Perhaps the single most important thing you can ever do in SaaS, at least after $1m in ARR or so, is hire the best VPs you can. We’ve talked a lot over the years about how not to hire a wrong VP of Sales — 70%+ of the first VPs of Sales don’t make it even 10 months. Talk to them.
Especially the money part. We recently did a New New in Venture event and I asked the question of many top VCs including David Sacks, Keith Rabois, Aileen Lee and more. “Give the VP of Sales More Time” This is always terrible advice. In one sales cycle, or less. As CEO, you need to find a way.
I thought it would be worth drilling down deeper into each of them, and sharing the learnings and mistakes: 1/ Spending less time fixing things, more timerecruiting senior folks to own them. No one spends enough timerecruiting as it is, after $1m ARR or so. Yes, you can manage the sales team yourself.
And that means your initial leadership team often takes you faster, and further, than you might ever think. There are roughly 2 types of start-up management teams. The first type is the kind of management team hired by second+ time founders. Often folks they convince to once again be a VP of Eng or VP of Sales.
Did you hire a good enough VP? 4 part test: – who great did they hire in the first 60 days? – did they take part of the job off your plate? If they don't pass the 4 part test, they aren't good enough. Hiring your VPs as a founder is tough. Sales — for a VPS.
That you absolutely, positively, have to only hire “Rockstars” in your startups. A Rockstar engineer really is 10x better than the next tier. And a Rockstar VP is really what you need in every position. So I’d hire earlier here rather than wait. The very best of the best. It’s true.

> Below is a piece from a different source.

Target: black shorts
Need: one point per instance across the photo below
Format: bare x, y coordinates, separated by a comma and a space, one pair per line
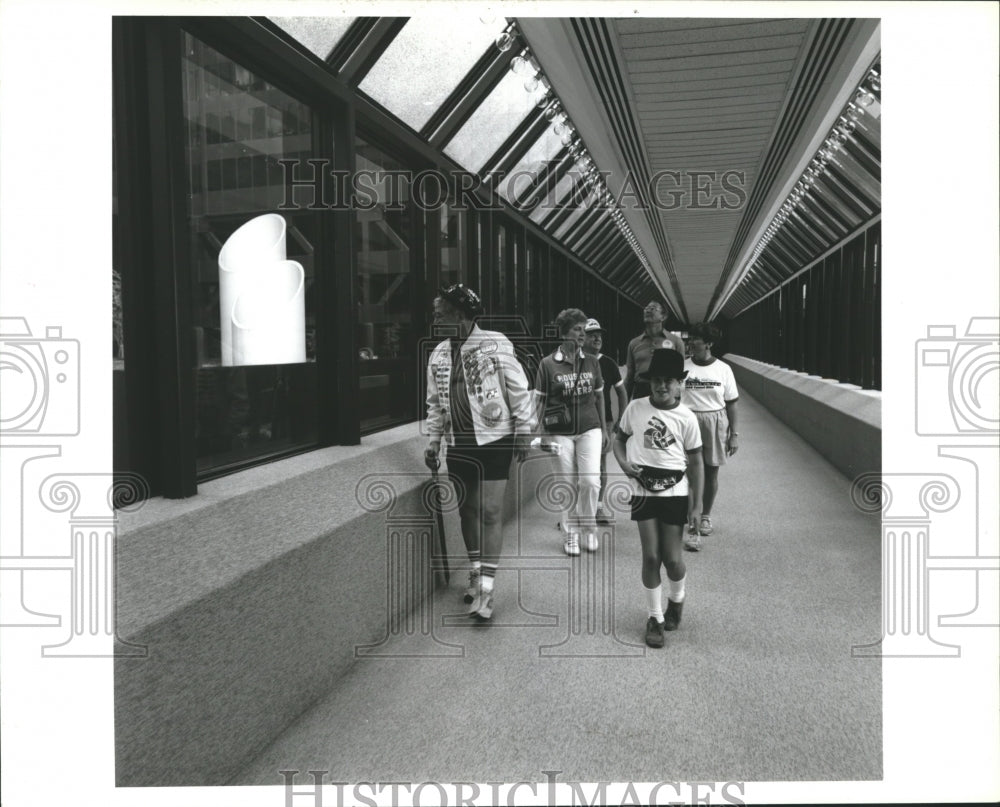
474, 464
668, 509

But I think the biggest, #1, mistake successful first-time entrepreneurs in SaaS make time and time again these days is they micromanage too long. I think it’s a byproduct, in part, of the fact that founders are just so much better these days. Engineering. Go hire them. In every single function.
And if your team knows how to spend it, correctly — find a way to get them the capital they need to grow even faster than plan. A new edition, new services, an outbound sales team, an accountmanagement / upsell team. And importantly, you need to spend more time with your existing customers (vs.
My general learnings: By 20-30 employees, you should have 1-2 good managers in place such that at least 50% of the company can run based only on weekly staff meetings, 1-on-1s, and “grab me when you need me-s” E.g., a great first VP of Sales that can just handle sales. management team by 50 employees or so.
And that’s really good when you’re scaling part of the team that looks like yourself. So if you’re an engineer and you need more engineers, having a network of engineers is an awesome thing. You don’t know where to find them. You guys are awesome. You don’t know how to interview them.
And that’s really good when you’re scaling part of the team that looks like yourself. So if you’re an engineer and you need more engineers, having a network of engineers is an awesome thing. You don’t know where to find them. You guys are awesome. You don’t know how to interview them.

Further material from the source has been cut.